Non, car la France, je le répète, est une société très métissée. Cette réalité montre qu'il existe donc en France un énorme potentiel de fraternité, qu'il est de notre responsabilité de savoir mobiliser. La majorité des gens aspirent à vivre ensemble, au-delà de leurs différences. Mais il est vrai que des forces tentent de pousser dans le sens inverse et ont comme projet de voir différentes parties de la population se monter les unes contre les autres. De ce point de vue-là, l'extrême droite traditionnelle et les communautaristes ont exactement la même vision de l'organisation de la société : « Chacun chez soi. » Mais je suis sûr d'une chose, c'est que ces forces réactionnaires ne gagneront pas la partie.

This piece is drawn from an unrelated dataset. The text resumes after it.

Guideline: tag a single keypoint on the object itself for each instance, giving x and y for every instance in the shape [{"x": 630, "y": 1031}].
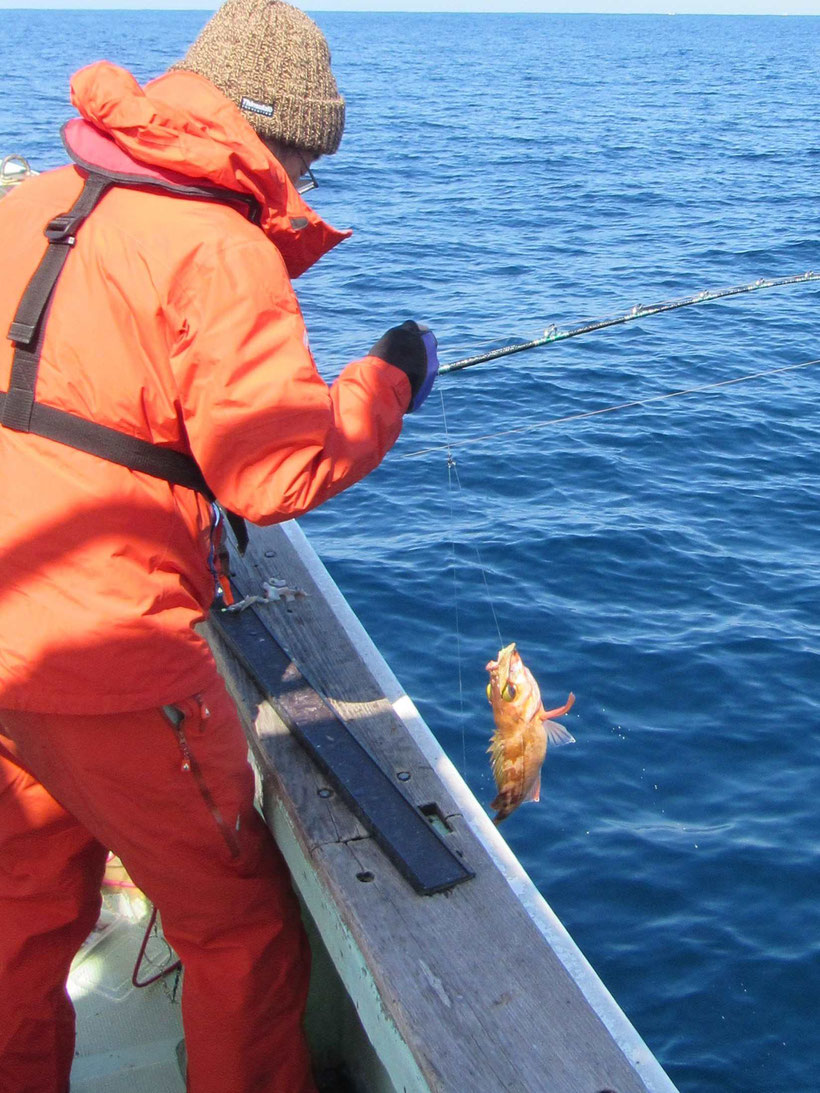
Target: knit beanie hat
[{"x": 273, "y": 61}]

Quel est le bilan des opérations de testing, ces opérations qui consistent, par exemple, à envoyer un CV avec un nom bien français et le même CV avec un nom « exotique » ?
Les opérations testing nous ont permis deux choses essentielles. D'abord de montrer que les discriminations n'étaient en rien marginales en France. A chaque fois que nous organisons des testings de grande ampleur, nous trouvons l'existence de discriminations. Ensuite, les testings ont permis de doter les victimes d'actes discriminatoires d'une preuve devant les tribunaux. Car la discrimination, et c'est bien là le problème, est très difficilement prouvable. Le testing a permis de lever cette hypothèque et nous a permis d'aller devant les tribunaux, qui reconnaissent aujourd'hui cette méthode comme une preuve valable. Enfin, l'intérêt du testing, c'est aussi de montrer qu'on peut agir contre les discriminations, qu'il n'y a pas de fatalité et que nul n'est condamné à être une perpétuelle victime.